The LASSO estimator is given by solving a penalized regression with a \(L_1\) penalty (rather than \(L_2\))
\[ \hat\beta = \arg \min_{\beta} \quad \frac{1}{2} \sum_{i=1}^n (y_i - \mathbf{x}_i^T \beta)^2 + \lambda \sum_{j=1}^p \lvert \beta_j \rvert \]
This corresponds to an i.i.d. double exponential prior on each \(\beta_j\)
Even though the change seems subtle, the behaviour of the estimator changes dramatically
The problem is much more difficult to solve numerically (except when \(\mathbf{X}\) is orthogonal — exercise)
It is an area of active research, and implementations have improved considerably over the last few decades
We will not go into further theoretical details, but only look at some practical aspects
library(glmnet) # usage: glmnet(X, y, alpha, ...)
coef(with(d3, glmnet(cbind(x1, x2, x3), y, alpha = 1, lambda = 1)))
4 x 1 sparse Matrix of class "dgCMatrix"
s0
(Intercept) -0.3733872
x1 .
x2 0.8227224
x3 0.6775433
## Replicate this several times
sim.results.lasso <-
replicate(100,
{
d3 <- simCollinear()
beta.ols <- coef(lm(y ~ . , data = d3))[-1]

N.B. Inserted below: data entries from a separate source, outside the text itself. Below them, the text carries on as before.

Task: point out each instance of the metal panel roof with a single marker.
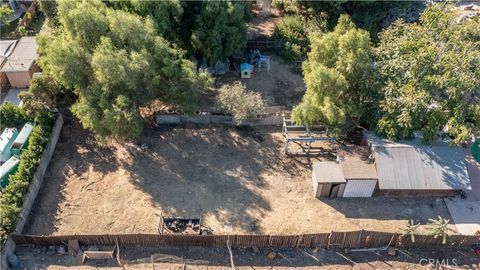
(22, 57)
(411, 165)
(6, 48)
(355, 163)
(328, 172)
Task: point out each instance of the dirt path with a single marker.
(236, 181)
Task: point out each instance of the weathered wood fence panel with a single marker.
(354, 239)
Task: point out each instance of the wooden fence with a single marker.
(354, 239)
(28, 17)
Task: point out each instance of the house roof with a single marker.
(328, 172)
(6, 48)
(22, 57)
(411, 165)
(355, 163)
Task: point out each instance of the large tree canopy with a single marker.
(115, 62)
(339, 78)
(220, 29)
(431, 75)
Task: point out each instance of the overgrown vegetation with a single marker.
(115, 62)
(339, 77)
(422, 76)
(429, 73)
(42, 96)
(11, 201)
(241, 103)
(5, 13)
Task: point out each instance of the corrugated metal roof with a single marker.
(328, 172)
(411, 165)
(6, 48)
(22, 57)
(355, 163)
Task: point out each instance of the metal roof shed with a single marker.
(20, 65)
(6, 140)
(327, 179)
(412, 168)
(22, 139)
(7, 169)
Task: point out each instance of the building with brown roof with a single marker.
(353, 175)
(21, 64)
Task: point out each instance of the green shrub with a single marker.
(240, 102)
(292, 52)
(11, 202)
(293, 30)
(12, 116)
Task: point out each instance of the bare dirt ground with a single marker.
(290, 258)
(279, 86)
(237, 181)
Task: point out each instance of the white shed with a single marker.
(353, 176)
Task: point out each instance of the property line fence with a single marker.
(352, 239)
(275, 44)
(28, 17)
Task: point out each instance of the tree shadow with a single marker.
(76, 153)
(210, 173)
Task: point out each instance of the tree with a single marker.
(49, 8)
(5, 13)
(165, 14)
(439, 228)
(339, 78)
(220, 29)
(410, 230)
(42, 95)
(238, 101)
(430, 73)
(116, 62)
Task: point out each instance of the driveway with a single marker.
(466, 213)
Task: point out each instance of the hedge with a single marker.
(11, 201)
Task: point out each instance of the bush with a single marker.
(292, 52)
(241, 103)
(12, 116)
(11, 202)
(292, 29)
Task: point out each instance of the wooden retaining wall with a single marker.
(33, 189)
(353, 239)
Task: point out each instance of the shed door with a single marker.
(359, 188)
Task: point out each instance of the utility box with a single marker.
(21, 141)
(8, 168)
(6, 140)
(246, 70)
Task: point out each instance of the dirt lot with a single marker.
(236, 181)
(290, 258)
(280, 86)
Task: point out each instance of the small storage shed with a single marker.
(411, 168)
(246, 70)
(353, 176)
(327, 179)
(7, 169)
(22, 139)
(6, 140)
(21, 64)
(6, 48)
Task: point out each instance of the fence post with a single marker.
(329, 238)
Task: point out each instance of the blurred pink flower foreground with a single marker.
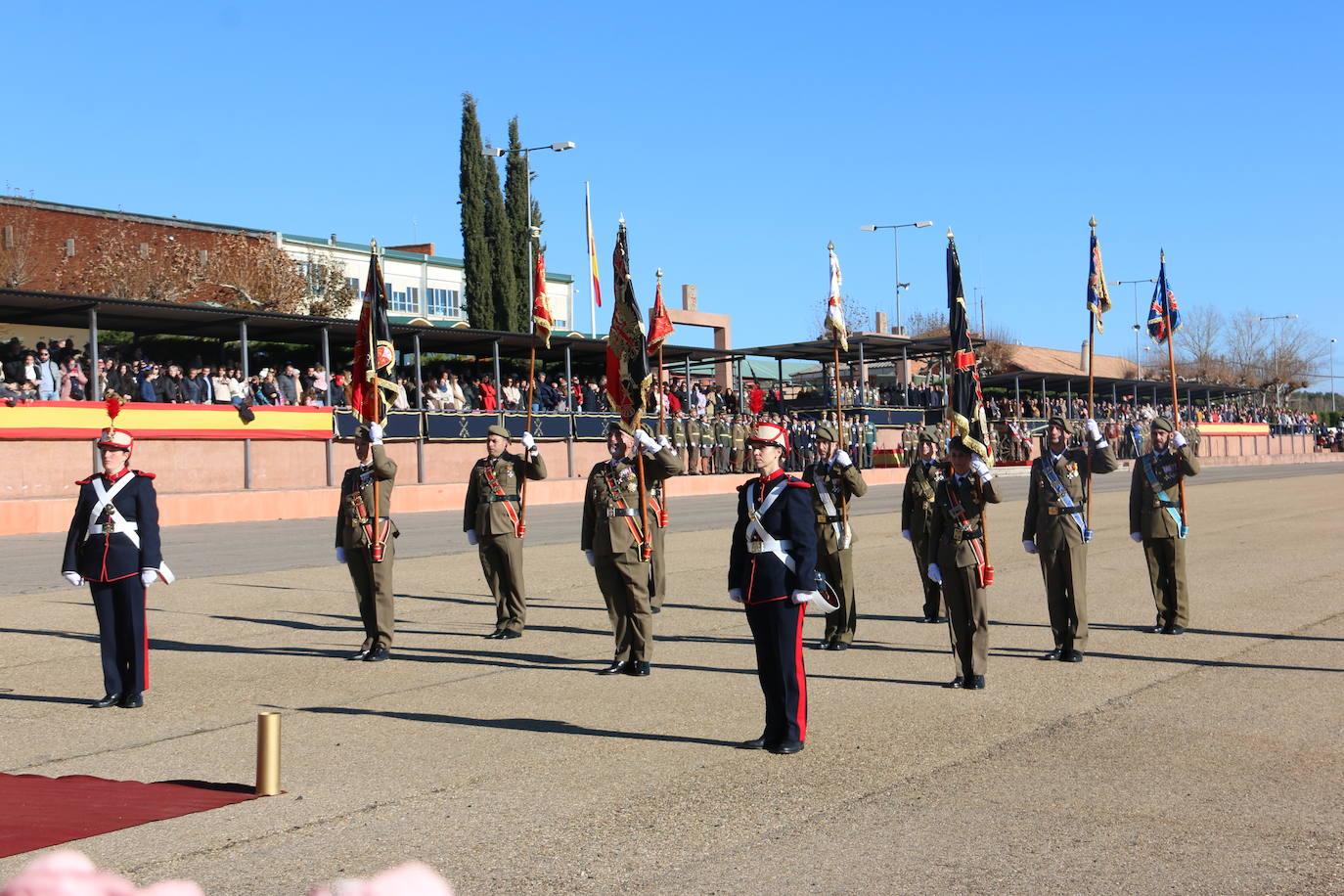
(70, 874)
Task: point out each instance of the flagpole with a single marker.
(1092, 414)
(1171, 362)
(663, 407)
(371, 374)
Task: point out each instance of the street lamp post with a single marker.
(895, 245)
(532, 233)
(1275, 347)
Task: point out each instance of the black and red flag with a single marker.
(374, 387)
(965, 405)
(626, 355)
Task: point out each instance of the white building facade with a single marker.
(420, 285)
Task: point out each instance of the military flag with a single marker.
(588, 216)
(1098, 297)
(834, 310)
(626, 356)
(374, 385)
(660, 326)
(965, 405)
(1163, 308)
(542, 320)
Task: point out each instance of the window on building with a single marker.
(444, 302)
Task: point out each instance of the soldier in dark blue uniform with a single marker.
(772, 571)
(113, 546)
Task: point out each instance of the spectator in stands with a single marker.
(74, 381)
(287, 384)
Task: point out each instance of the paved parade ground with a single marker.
(1208, 762)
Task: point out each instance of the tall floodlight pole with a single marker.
(895, 246)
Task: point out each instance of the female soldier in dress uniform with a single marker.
(772, 571)
(113, 546)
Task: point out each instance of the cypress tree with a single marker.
(499, 229)
(515, 205)
(477, 248)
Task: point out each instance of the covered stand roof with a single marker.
(205, 321)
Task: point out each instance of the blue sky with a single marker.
(736, 139)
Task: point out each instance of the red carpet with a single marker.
(43, 812)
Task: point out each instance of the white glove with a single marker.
(646, 442)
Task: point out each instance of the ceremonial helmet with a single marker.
(117, 439)
(770, 434)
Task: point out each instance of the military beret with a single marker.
(1062, 424)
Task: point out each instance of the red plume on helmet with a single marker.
(113, 406)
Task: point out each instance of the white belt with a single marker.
(126, 528)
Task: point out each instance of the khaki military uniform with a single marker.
(959, 558)
(1149, 516)
(493, 517)
(833, 558)
(611, 532)
(739, 448)
(917, 501)
(373, 580)
(1059, 538)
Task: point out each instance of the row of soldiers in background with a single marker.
(714, 445)
(941, 515)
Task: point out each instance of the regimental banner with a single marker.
(85, 420)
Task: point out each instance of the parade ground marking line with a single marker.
(46, 812)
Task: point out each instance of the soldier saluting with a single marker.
(366, 539)
(611, 539)
(492, 522)
(1055, 528)
(834, 479)
(917, 501)
(1154, 520)
(113, 546)
(962, 567)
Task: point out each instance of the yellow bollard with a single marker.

fm.lasso <- with(d3, glmnet(cbind(x1, x2, x3), y, alpha = 1, lambda = c(2, 1)))
beta.lasso <- as.matrix(coef(fm.lasso))[-1, ]
data.frame(beta1 = c(beta.ols[1], beta.lasso[1,2], beta.lasso[1,1]),
beta2 = c(beta.ols[2], beta.lasso[2,2], beta.lasso[2,1]),
beta3 = c(beta.ols[3], beta.lasso[3,2], beta.lasso[3,1]),
which = c("lambda=0 (OLS)", "lambda=1", "lambda=2"))
}, simplify = FALSE)
sim.df.lasso <- do.call(rbind, sim.results.lasso)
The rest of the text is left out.